Shortly after the September 11 attacks, Pakistan abandoned its support for the Taliban, who were sheltering al-Qaeda leaders, and became a front-line ally in the US-led “war on terror.” Pakistan has arrested several senior al-Qaeda members, including Khalid Sheikh Muhammad, the alleged mastermind of the 2001 attacks.

Armitage’s alleged threat also demanded that Pakistan turn over border posts and bases for the US military to use in the war in Afghanistan, which ended with the Taliban regime’s collapse in late 2001.

Other “ludicrous” demands required Pakistan to suppress domestic expressions of support for militant attacks on US targets, according to the CBS, which produces 60 Minutes. “If somebody’s expressing views, we cannot curb the expression of views,” it quoted Musharraf as saying.

In the interview, Musharraf also reveals an embarrassing episode in which former CIA director George Tenet confronted him in 2003 with proof that Pakistan’s top nuclear scientist, Abdul Qadeer Khan, was passing secrets to Libya, Iran and North Korea

We also have signs that the joint-support coordinated border patrolling hinted at earlier is going into effect after the Waziristan truce. Earlier this week we saw Taliban captured in a hospital in Pakistan who were recuperating from wounds received in Helmand, and here we see tribals rounding up Taliban crossing the border back into Pakistan:

MIRAMSHAH, Sept 20: Security forces have arrested 10 people from Lawara Mandi area near the Pakistan-Afghanistan border in the North Waziristan Agency, officials said. The action was taken after six US helicopter gunships intruded into the Pakistan airspace following clashes between the allied forces and Taliban across the border.
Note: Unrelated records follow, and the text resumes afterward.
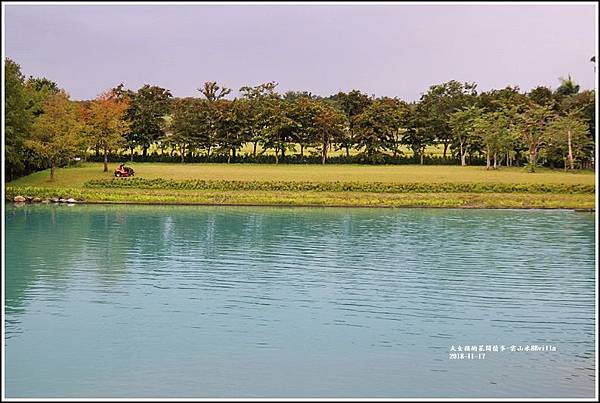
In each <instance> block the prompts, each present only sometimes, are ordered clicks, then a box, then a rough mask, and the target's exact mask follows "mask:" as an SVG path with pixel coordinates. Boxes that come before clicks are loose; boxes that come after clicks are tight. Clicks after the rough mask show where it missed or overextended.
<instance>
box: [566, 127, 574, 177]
mask: <svg viewBox="0 0 600 403" xmlns="http://www.w3.org/2000/svg"><path fill="white" fill-rule="evenodd" d="M567 141H568V144H569V168H571V170H573V169H574V164H573V146H572V144H571V130H567Z"/></svg>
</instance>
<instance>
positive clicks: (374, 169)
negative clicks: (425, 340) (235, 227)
mask: <svg viewBox="0 0 600 403" xmlns="http://www.w3.org/2000/svg"><path fill="white" fill-rule="evenodd" d="M116 166H117V164H109V172H107V173H104V172H102V164H101V163H86V164H82V165H81V166H79V167H72V168H63V169H58V170H57V171H56V174H55V175H56V177H55V180H54V181H52V182H50V181H49V171H43V172H37V173H34V174H32V175H29V176H27V177H24V178H19V179H18V180H16V181H13V182H10V183H8V184H7V188H6V193H7V196H14V195H16V194H23V195H27V196H40V197H52V196H64V197H70V196H72V197H75V198H81V199H84V200H87V201H97V202H100V201H105V202H142V203H160V202H165V203H202V204H254V205H257V204H258V205H321V206H323V205H332V206H382V207H383V206H386V207H403V206H429V207H499V208H586V209H589V208H594V206H595V195H594V194H593V193H587V194H568V193H565V194H554V193H546V194H532V193H520V194H517V193H477V194H475V193H473V194H471V193H403V194H391V193H365V192H353V191H347V192H325V191H323V192H312V191H275V190H273V191H264V190H243V191H242V190H238V191H236V190H234V191H231V190H174V189H138V188H128V189H88V188H84V183H85V182H87V181H89V180H92V179H109V178H111V177H112V171H113V170H114V168H116ZM132 166H133V167H134V168H135V170H136V177H139V178H144V179H155V178H163V179H173V180H186V179H199V180H208V181H216V180H227V181H232V180H237V181H288V182H294V181H303V182H328V181H340V182H394V183H516V184H567V185H591V186H593V185H594V184H595V175H594V172H593V171H591V170H588V171H580V172H573V173H571V172H569V173H565V172H563V171H562V170H550V169H539V171H538V172H536V173H528V172H526V171H525V169H524V168H501V169H498V170H496V171H486V170H485V168H484V167H460V166H419V165H394V166H391V165H388V166H365V165H325V166H321V165H285V164H281V165H266V164H230V165H227V164H160V163H134V164H132Z"/></svg>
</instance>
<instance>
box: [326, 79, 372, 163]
mask: <svg viewBox="0 0 600 403" xmlns="http://www.w3.org/2000/svg"><path fill="white" fill-rule="evenodd" d="M332 98H333V100H334V101H335V102H337V104H338V105H339V107H340V109H341V110H342V111H344V113H345V114H346V119H347V120H348V122H349V127H348V129H349V130H348V136H346V137H345V138H343V139H342V141H341V146H342V147H343V148H345V149H346V157H349V156H350V148H351V147H352V146H353V145H354V137H355V126H354V123H355V120H354V117H355V116H357V115H360V114H361V113H363V112H364V110H365V109H366V108H368V107H369V105H371V103H373V99H372V98H371V97H369V96H368V95H367V94H363V93H362V92H360V91H359V90H352V91H350V92H349V93H347V94H346V93H345V92H338V93H337V94H336V95H334V96H333V97H332Z"/></svg>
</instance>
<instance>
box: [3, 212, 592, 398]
mask: <svg viewBox="0 0 600 403" xmlns="http://www.w3.org/2000/svg"><path fill="white" fill-rule="evenodd" d="M594 220H595V216H594V214H590V213H575V212H571V211H498V210H437V209H400V210H394V209H301V208H250V207H248V208H233V207H166V206H162V207H149V206H146V207H144V206H89V205H77V206H72V207H68V206H64V205H61V206H41V205H37V206H32V205H28V206H23V207H20V208H17V207H14V206H12V205H8V206H6V271H5V277H6V285H5V287H6V288H5V295H6V299H5V330H6V333H5V346H6V356H5V359H6V395H7V396H8V397H40V396H44V397H147V396H153V397H439V396H447V397H593V396H594V382H595V378H594V373H595V364H594V363H595V354H594V343H595V340H594V329H595V305H594V304H595V299H594V298H595V295H594V292H595V280H594V279H595V273H594V270H595V262H594V246H595V242H594V231H595V230H594ZM459 345H460V346H464V345H477V346H479V345H484V346H486V345H497V346H498V347H499V348H501V346H502V345H504V346H505V347H506V348H507V350H506V351H504V352H500V351H499V352H487V353H486V355H485V358H482V359H479V353H477V354H474V357H475V358H474V359H469V358H467V356H465V359H462V360H460V359H458V360H455V359H450V354H451V349H452V348H453V346H454V348H455V349H456V348H457V347H458V346H459ZM528 345H541V346H546V345H547V346H554V347H555V348H556V351H553V352H552V351H544V352H539V351H536V352H531V351H521V352H519V351H514V352H513V351H510V347H511V346H516V347H518V346H523V347H525V346H528Z"/></svg>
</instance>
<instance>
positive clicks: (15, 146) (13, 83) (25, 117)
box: [4, 58, 33, 180]
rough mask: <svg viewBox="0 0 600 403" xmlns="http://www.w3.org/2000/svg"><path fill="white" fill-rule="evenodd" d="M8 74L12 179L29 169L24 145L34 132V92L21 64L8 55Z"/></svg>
mask: <svg viewBox="0 0 600 403" xmlns="http://www.w3.org/2000/svg"><path fill="white" fill-rule="evenodd" d="M4 73H5V74H4V89H5V101H4V109H5V119H4V134H5V144H4V146H5V149H4V150H5V154H4V155H5V158H6V159H5V163H6V165H5V175H6V178H7V179H9V180H12V179H13V178H14V176H15V175H16V174H19V173H21V172H23V170H24V168H25V163H26V158H25V152H26V150H25V147H24V144H25V140H26V139H27V138H28V137H29V135H30V129H31V124H32V121H33V115H32V113H31V109H30V108H29V105H30V100H31V94H30V93H29V92H28V91H27V88H26V87H25V79H24V77H23V74H22V73H21V66H19V65H18V64H17V63H15V62H14V61H12V60H11V59H8V58H7V59H5V61H4Z"/></svg>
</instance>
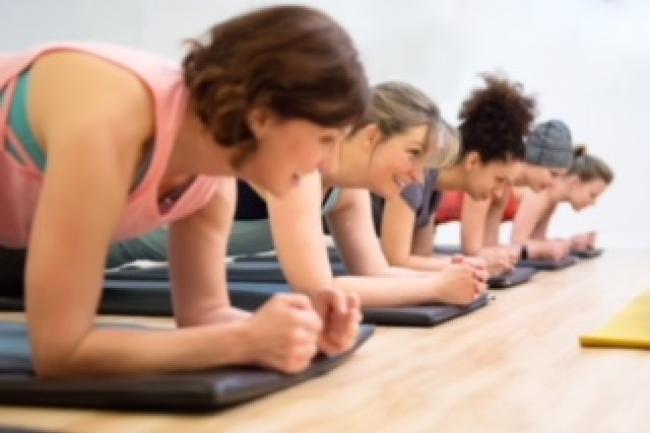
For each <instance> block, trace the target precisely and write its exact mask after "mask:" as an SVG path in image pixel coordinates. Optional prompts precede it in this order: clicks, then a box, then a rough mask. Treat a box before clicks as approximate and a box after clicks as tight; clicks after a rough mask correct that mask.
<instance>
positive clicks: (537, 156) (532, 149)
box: [526, 120, 573, 168]
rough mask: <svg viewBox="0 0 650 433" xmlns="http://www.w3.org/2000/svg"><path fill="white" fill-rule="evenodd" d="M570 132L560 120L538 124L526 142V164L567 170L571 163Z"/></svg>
mask: <svg viewBox="0 0 650 433" xmlns="http://www.w3.org/2000/svg"><path fill="white" fill-rule="evenodd" d="M572 148H573V144H572V140H571V131H570V130H569V127H568V126H566V124H565V123H564V122H562V121H561V120H549V121H548V122H544V123H540V124H539V125H537V127H536V128H535V130H534V131H533V132H532V134H530V136H529V137H528V140H527V141H526V162H528V163H529V164H534V165H541V166H543V167H557V168H569V167H570V166H571V163H572V162H573V150H572Z"/></svg>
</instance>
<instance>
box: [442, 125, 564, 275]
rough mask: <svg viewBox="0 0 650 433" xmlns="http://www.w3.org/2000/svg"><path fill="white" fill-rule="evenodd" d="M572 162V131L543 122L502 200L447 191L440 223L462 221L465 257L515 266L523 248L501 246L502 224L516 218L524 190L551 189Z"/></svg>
mask: <svg viewBox="0 0 650 433" xmlns="http://www.w3.org/2000/svg"><path fill="white" fill-rule="evenodd" d="M572 160H573V154H572V143H571V132H570V130H569V128H568V127H567V126H566V125H565V124H564V123H563V122H562V121H560V120H550V121H547V122H544V123H541V124H539V125H537V127H536V128H535V129H534V130H533V131H532V132H531V134H530V136H529V137H528V139H527V140H526V160H525V161H524V163H523V164H521V168H520V170H519V172H518V174H517V175H516V176H515V177H514V179H513V182H512V184H511V185H508V187H507V188H506V190H505V191H504V193H503V194H502V196H501V197H490V198H488V199H487V200H476V199H473V198H472V197H470V196H469V195H467V194H464V193H463V192H461V191H453V192H450V193H447V192H446V193H445V196H444V197H443V200H442V204H441V205H440V210H439V212H438V215H437V219H436V222H437V223H438V224H442V223H445V222H451V221H460V222H461V245H462V252H463V254H465V255H468V256H478V257H482V258H484V259H485V260H486V261H487V262H488V264H489V263H491V262H495V261H497V260H500V258H502V257H504V256H505V257H509V259H510V261H511V263H512V265H514V264H516V262H517V261H518V260H519V258H520V257H521V254H522V245H521V244H513V245H499V226H500V225H501V222H502V221H510V220H512V219H513V218H514V217H515V214H516V212H517V208H518V207H519V202H520V200H521V196H522V193H523V191H524V190H526V189H531V190H533V191H542V190H545V189H546V188H549V187H551V186H552V185H553V184H554V182H555V181H556V179H557V178H558V177H560V176H561V175H562V174H564V173H565V172H566V171H567V170H568V169H569V167H570V166H571V162H572ZM524 187H525V188H524ZM556 248H557V247H556ZM563 254H564V253H563ZM490 269H494V270H496V271H499V269H498V268H495V267H490Z"/></svg>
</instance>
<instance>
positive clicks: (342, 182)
mask: <svg viewBox="0 0 650 433" xmlns="http://www.w3.org/2000/svg"><path fill="white" fill-rule="evenodd" d="M358 135H360V136H361V135H362V134H358ZM363 139H364V137H358V136H356V135H355V136H352V137H351V138H350V139H348V140H346V141H345V142H343V143H342V144H341V146H340V149H341V151H340V153H339V158H338V164H336V167H335V168H334V169H333V170H330V171H327V172H326V173H325V172H324V173H323V184H324V185H326V186H330V187H331V186H340V187H348V188H363V187H367V186H368V185H369V184H370V182H369V179H368V176H369V172H368V168H369V166H370V160H371V158H372V153H371V152H369V149H368V148H367V146H364V145H363V143H362V142H361V140H363Z"/></svg>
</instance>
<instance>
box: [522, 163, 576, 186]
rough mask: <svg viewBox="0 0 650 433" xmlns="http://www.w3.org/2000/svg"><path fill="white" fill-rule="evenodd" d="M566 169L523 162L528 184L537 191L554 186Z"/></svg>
mask: <svg viewBox="0 0 650 433" xmlns="http://www.w3.org/2000/svg"><path fill="white" fill-rule="evenodd" d="M566 170H567V169H565V168H554V167H553V168H549V167H542V166H540V165H534V164H526V163H523V164H522V171H523V172H524V173H525V178H526V185H527V186H528V187H529V188H530V189H532V190H533V191H535V192H539V191H542V190H545V189H547V188H552V187H553V186H554V185H555V184H556V183H557V182H558V179H559V177H560V176H561V175H563V174H564V173H565V172H566Z"/></svg>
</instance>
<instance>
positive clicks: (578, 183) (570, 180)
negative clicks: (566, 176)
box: [567, 176, 607, 211]
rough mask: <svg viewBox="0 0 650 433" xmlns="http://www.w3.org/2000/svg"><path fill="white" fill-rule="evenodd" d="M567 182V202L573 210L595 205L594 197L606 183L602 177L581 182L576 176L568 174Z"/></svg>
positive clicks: (579, 179)
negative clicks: (571, 207) (568, 203)
mask: <svg viewBox="0 0 650 433" xmlns="http://www.w3.org/2000/svg"><path fill="white" fill-rule="evenodd" d="M567 182H569V188H568V202H569V203H570V204H571V207H573V210H575V211H579V210H582V209H584V208H586V207H589V206H593V205H595V204H596V199H597V198H598V197H599V196H600V195H601V194H602V193H603V191H605V189H606V188H607V184H606V183H605V181H604V180H602V179H593V180H590V181H587V182H583V181H581V180H580V179H579V178H578V177H577V176H570V177H568V178H567Z"/></svg>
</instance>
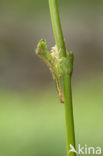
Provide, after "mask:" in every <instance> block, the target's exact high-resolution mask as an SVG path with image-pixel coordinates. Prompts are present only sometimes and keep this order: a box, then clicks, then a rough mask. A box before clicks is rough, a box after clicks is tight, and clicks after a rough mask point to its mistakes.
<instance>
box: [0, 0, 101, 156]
mask: <svg viewBox="0 0 103 156" xmlns="http://www.w3.org/2000/svg"><path fill="white" fill-rule="evenodd" d="M59 10H60V16H61V22H62V27H63V33H64V36H65V42H66V46H67V49H68V51H69V50H72V51H73V52H74V54H75V64H74V73H73V79H72V86H73V107H74V119H75V133H76V143H77V144H78V143H80V144H81V145H83V146H84V145H85V144H87V145H88V146H101V147H102V148H103V0H78V1H77V0H68V1H64V0H59ZM41 38H44V39H46V40H47V43H48V48H49V49H50V47H51V46H53V45H54V44H55V42H54V38H53V32H52V26H51V21H50V15H49V8H48V1H47V0H29V1H27V0H25V1H24V0H22V1H20V0H15V1H14V0H9V1H8V0H0V156H66V141H65V138H66V137H65V118H64V105H62V104H59V99H58V95H57V93H56V90H55V86H54V83H53V81H52V78H51V75H50V73H49V71H48V69H47V67H46V65H45V64H44V63H43V62H42V61H41V60H40V59H39V58H38V57H37V56H36V55H35V49H36V45H37V43H38V41H39V40H40V39H41ZM102 155H103V153H102Z"/></svg>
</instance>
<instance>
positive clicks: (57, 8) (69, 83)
mask: <svg viewBox="0 0 103 156" xmlns="http://www.w3.org/2000/svg"><path fill="white" fill-rule="evenodd" d="M49 7H50V13H51V20H52V26H53V32H54V36H55V41H56V45H57V48H58V51H59V52H60V53H59V56H60V58H61V57H66V48H65V43H64V38H63V33H62V29H61V24H60V17H59V12H58V5H57V0H49ZM62 79H63V90H64V104H65V120H66V140H67V156H75V155H76V154H75V153H73V152H70V153H69V149H70V147H69V146H70V144H71V145H72V146H73V147H75V133H74V121H73V108H72V91H71V75H66V74H65V75H63V77H62Z"/></svg>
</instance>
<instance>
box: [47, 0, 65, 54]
mask: <svg viewBox="0 0 103 156" xmlns="http://www.w3.org/2000/svg"><path fill="white" fill-rule="evenodd" d="M49 7H50V13H51V20H52V26H53V32H54V37H55V41H56V45H57V49H58V51H59V52H60V53H59V56H60V57H62V56H64V57H65V56H66V48H65V43H64V38H63V33H62V29H61V23H60V17H59V12H58V5H57V0H49Z"/></svg>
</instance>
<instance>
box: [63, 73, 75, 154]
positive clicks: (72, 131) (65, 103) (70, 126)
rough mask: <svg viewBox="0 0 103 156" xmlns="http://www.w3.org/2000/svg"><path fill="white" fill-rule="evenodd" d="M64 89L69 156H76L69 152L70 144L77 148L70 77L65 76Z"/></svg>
mask: <svg viewBox="0 0 103 156" xmlns="http://www.w3.org/2000/svg"><path fill="white" fill-rule="evenodd" d="M63 87H64V104H65V120H66V140H67V156H75V155H76V154H75V153H73V152H71V153H69V152H68V151H69V149H70V144H71V145H72V146H73V147H74V148H75V133H74V119H73V106H72V89H71V76H70V75H64V76H63Z"/></svg>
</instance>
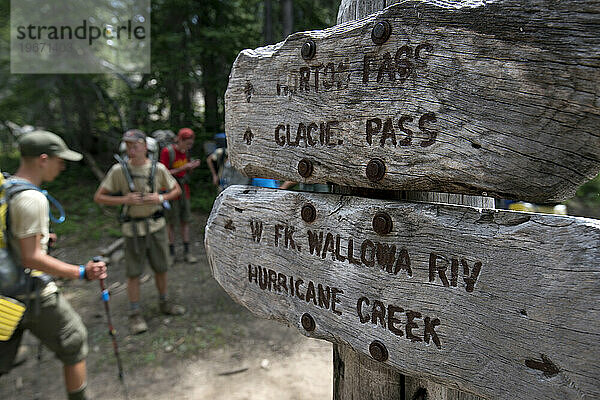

The intrusion by the US helicopters prompted the military and political authorities to proceed to the area along with tribal elders, including Fata parliamentarians.
The authorities, sources said, believed that Taliban guerrilla might sneak into Lawara Mandi after clashes with the US-led allied forces in Pipali area of Afghanistan close to the North Waziristan Agency.

After peace accord between the government and militants early this month it was the first action by the security forces in the restive region. Under the agreement there would be no infiltration into Afghanistan for guerrilla activities from the tribal area.

We will have to see this play out over time before we really know the impacts of the Waziristan truce, or potentially others to come as Bill Roggio points out, but I am growing more hopeful that at least the Afghanistan Taliban are being forced out.

The deep underpinning of these tribal regions is their independence, they might align with power groups for short periods, but in the end they will always be independent. The recent aid announcements, along with the development plans in the regions all indicate that the War Chest strategy is in play, and from the signs I am seeing it appears to be working initially. While some folks might not like winning through non-military means, it sure worked for Alexander and others. Let’s give it some time to play out before we judge the outcome.